I remind my readers that current membership of both the LNP and Labor is at an all time low. I estimate the LNP has less than 15,000 and Labor at 20,000 tops. This means the majority of Australians are governed by a very small, what I call ‘political class,’ trying desperately to hold on to power, by hook or by crook.

A new charismatic leader emerged in Italy recently called Peppe Grillo. A comedian and political satirist who happened also to be ineligible to sit in the Italian Parliament, but he created the 5 Star Movement in 2012 receiving over 33% of the national vote in Italy’s recent election, securing them coalition government, much to the world’s surprise.

I predict Australia’s time is just around the corner.

The ancient Greek philosopher Plato, told us long ago in his famous treatise ‘the Republic’:

“One of the penalties of refusing to participate in politics is that you end up being governed by your inferiors.”

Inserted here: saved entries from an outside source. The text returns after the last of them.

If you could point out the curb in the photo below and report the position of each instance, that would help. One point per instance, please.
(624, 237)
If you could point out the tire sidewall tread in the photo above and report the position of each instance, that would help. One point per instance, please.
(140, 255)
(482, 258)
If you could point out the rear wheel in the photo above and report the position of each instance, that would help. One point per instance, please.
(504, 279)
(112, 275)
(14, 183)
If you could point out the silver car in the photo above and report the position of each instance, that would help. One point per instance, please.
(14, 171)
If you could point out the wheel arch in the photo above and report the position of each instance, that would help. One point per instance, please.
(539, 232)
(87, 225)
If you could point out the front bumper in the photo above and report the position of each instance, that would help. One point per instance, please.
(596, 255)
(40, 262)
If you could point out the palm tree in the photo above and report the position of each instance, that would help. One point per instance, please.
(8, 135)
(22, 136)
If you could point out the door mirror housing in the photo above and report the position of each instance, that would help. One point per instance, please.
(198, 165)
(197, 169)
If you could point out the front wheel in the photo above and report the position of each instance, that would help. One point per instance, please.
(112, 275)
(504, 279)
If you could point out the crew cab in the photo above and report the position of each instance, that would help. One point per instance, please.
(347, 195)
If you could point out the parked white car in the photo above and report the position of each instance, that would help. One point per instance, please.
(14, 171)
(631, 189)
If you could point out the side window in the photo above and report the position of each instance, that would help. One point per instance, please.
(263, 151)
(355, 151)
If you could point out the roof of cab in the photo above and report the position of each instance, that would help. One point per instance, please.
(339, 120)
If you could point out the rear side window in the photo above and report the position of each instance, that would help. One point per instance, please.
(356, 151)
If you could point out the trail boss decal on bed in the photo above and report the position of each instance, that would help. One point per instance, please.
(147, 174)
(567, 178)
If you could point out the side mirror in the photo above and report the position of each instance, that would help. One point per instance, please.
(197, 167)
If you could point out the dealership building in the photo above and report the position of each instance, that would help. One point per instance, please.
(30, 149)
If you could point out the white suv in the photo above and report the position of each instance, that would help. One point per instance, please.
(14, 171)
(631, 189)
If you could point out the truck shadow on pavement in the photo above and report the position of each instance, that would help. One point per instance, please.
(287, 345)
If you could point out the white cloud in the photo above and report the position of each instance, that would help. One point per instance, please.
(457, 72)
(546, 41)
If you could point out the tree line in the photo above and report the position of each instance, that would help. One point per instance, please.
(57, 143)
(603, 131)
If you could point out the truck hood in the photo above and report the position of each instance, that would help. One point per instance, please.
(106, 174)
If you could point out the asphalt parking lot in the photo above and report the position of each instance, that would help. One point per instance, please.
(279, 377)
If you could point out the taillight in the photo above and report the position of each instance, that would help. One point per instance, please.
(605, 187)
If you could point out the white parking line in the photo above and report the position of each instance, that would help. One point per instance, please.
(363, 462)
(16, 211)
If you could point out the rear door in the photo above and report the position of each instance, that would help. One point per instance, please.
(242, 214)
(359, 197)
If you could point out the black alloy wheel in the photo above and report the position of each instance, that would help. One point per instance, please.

We see this being played out in Australia in 2019 with great clarity. We know we are capable of so much better than this and we will intervene and cause necessary disruption of our own making.

As both government and opposition are hell bent on turning Australia into a police state, chipping away little by little at whatever citizen ‘rights’ remain, the majority of Australians find this unacceptable. People get their news and current affairs through social media, regardless of MSM opinion-based reporting. This supports the change I believe so many voters like me want.